Telling Takes Courage
“Snitch.” “Tattletale.” “Narc.” From the nicknames we give, to the backlash we exact, our society goes out of its way to teach our kids that whistle blowers are true villains. What gets missed is that making waves takes more courage than keeping still. Kids want to do the right thing, so helping them feel brave, supported and right when they point out little wrongs can go a long way toward making sure they don’t clam up if and when more serious things come up.
Might for Right
We joke in our house that the “three little words” we value most aren’t “I love you,” but are “You are right.” I asked my 10-year-old daughter what keeps her from speaking up. “I usually do speak up,” she told me. So, I asked her why. “Being confident in the answer — like, if you know two plus two equals four — makes it a lot easier.” Being sure that their answers are correct — that the trusted adults in their lives will believe and act on them — gives kids the courage to be bold when we most want and need them to be.
Privacy, Secrets and Lies
My kids and I put things we would rather keep to ourselves into three categories: privacy, secrets and lies. I try to teach them that they’re entitled to privacy, that secrets can be dangerous, and that lies are unacceptable. What’s private is none of my business, and they shouldn’t feel funny about that. But if they’re keeping secrets from me, they need to ask themselves why. And if they’re lying about it, something is very wrong. This vocabulary, categorizing things kids would rather not talk about, gives everybody a key to knowing when it’s time to stop being polite and start getting serious.

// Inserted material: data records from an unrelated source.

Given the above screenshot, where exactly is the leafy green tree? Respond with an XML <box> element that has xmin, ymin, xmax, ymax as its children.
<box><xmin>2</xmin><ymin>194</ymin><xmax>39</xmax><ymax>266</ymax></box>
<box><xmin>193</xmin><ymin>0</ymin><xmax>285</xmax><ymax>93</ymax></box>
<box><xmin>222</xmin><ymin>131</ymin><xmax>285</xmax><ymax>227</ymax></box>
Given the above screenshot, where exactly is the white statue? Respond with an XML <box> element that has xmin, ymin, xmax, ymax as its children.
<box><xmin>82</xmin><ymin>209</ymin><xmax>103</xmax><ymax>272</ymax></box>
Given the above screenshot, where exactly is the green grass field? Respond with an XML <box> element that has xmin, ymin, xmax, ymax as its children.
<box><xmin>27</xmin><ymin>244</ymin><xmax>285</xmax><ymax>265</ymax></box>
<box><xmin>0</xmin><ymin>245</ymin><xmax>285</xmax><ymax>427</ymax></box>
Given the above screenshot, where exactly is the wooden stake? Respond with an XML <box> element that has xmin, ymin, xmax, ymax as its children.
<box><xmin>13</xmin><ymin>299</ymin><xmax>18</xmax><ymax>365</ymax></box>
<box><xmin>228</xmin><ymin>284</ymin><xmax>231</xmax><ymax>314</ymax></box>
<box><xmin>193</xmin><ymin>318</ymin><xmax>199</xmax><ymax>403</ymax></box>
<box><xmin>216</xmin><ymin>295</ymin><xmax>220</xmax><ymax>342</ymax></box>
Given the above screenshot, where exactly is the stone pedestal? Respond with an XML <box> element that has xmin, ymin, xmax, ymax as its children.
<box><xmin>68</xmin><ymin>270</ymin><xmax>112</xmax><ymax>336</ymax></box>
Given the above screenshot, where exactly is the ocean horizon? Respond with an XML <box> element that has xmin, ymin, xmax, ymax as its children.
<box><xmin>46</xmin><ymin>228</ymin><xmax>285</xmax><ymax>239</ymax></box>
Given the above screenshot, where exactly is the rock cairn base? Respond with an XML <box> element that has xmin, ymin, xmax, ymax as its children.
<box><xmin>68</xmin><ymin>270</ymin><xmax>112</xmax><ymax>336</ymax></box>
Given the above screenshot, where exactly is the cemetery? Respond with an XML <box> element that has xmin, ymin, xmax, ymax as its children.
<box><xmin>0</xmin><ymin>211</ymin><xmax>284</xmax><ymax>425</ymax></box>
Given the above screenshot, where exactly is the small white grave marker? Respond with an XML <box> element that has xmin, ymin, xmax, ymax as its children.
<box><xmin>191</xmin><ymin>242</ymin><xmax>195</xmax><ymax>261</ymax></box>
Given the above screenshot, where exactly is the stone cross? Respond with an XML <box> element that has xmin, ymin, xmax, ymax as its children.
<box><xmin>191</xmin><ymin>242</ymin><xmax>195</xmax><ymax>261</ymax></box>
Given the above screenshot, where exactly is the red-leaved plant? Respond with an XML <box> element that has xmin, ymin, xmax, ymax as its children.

In keeping with my promise to my kids that I will never try to be the “cool dad,” I make them talk to me (or, more frequently, I make them tolerate listening to me) when I weigh in on subjects such as friends, relationships and sexuality. I encourage them to ask me if they have questions, if they’re confused, if they’re scared. But I take it a step further … I beg them to tell somebody if they need help. I point them to their cool, older cousins whom they idolize, because it horrifies me to imagine them keeping something serious bottled up merely because they were too uncomfortable asking me or, worse, worried that by going to someone else they’d hurt my feelings. Providing safe, trusted alternate routes in many of life’s endeavors is what we parents have done since the day they were born.